Flybe: Były akcjonariusz chce wskrzesić upadłe linie
Upadły na początku roku brytyjski przewoźnik ma szansę ponownie wzbić się w powietrze już w 2021 r. Cypryjski inwestor jest w trakcie przejmowania aktywów pozostałych po Flybe.
Reklama
Flybe to brytyjskie regionalne linie lotnicze, które zakończyły działalność w marcu 2020 r. – wschodząca fala koronawirusa i związany z nią gwałtowny spadek popytu na podróże lotnicze ostatecznie spowodowały upadłość, jednak przewoźnik już od lat znajdował się w złej sytuacji finansowej.

Cyrus Capital prowadzi obecnie rozmowy z Ernst & Young (EY) – globalną firmą świadczącą usługi w zakresie przeprowadzania i nadzorowania upadłości, która od marca zajmuje się Flybe.

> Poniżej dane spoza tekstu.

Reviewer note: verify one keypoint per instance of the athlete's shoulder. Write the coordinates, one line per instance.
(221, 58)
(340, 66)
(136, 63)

To właśnie w rękach EY znajdują się teraz aktywa pozostałe po przewoźniku. W projekt ma zostać zaangażowana ponadto była kadra managerska Flybe.
Cypryjski fundusz inwestycyjny chce wznowienia lotów komercyjnych już w połowie przyszłego roku, jednak ten termin jest zależy od wzrostu popytu na usługi lotnicze. Przed upadkiem Flybe była największą regionalną linią lotniczą w Europie, przewożącą około 9 mln pasażerów rocznie. Przewoźnik obsługiwał ok. 40 proc. lotów krajowych wewnątrz Wielkiej Brytanii. Pewne jest, że Flybe 2.0 ma działać także w Wielkiej Brytanii, ale w o wiele mniejszej skali, co ma znacznie ułatwić osiągnięcie rentowności. Nie wiadomo czy zachowana zostanie dawna nazwa.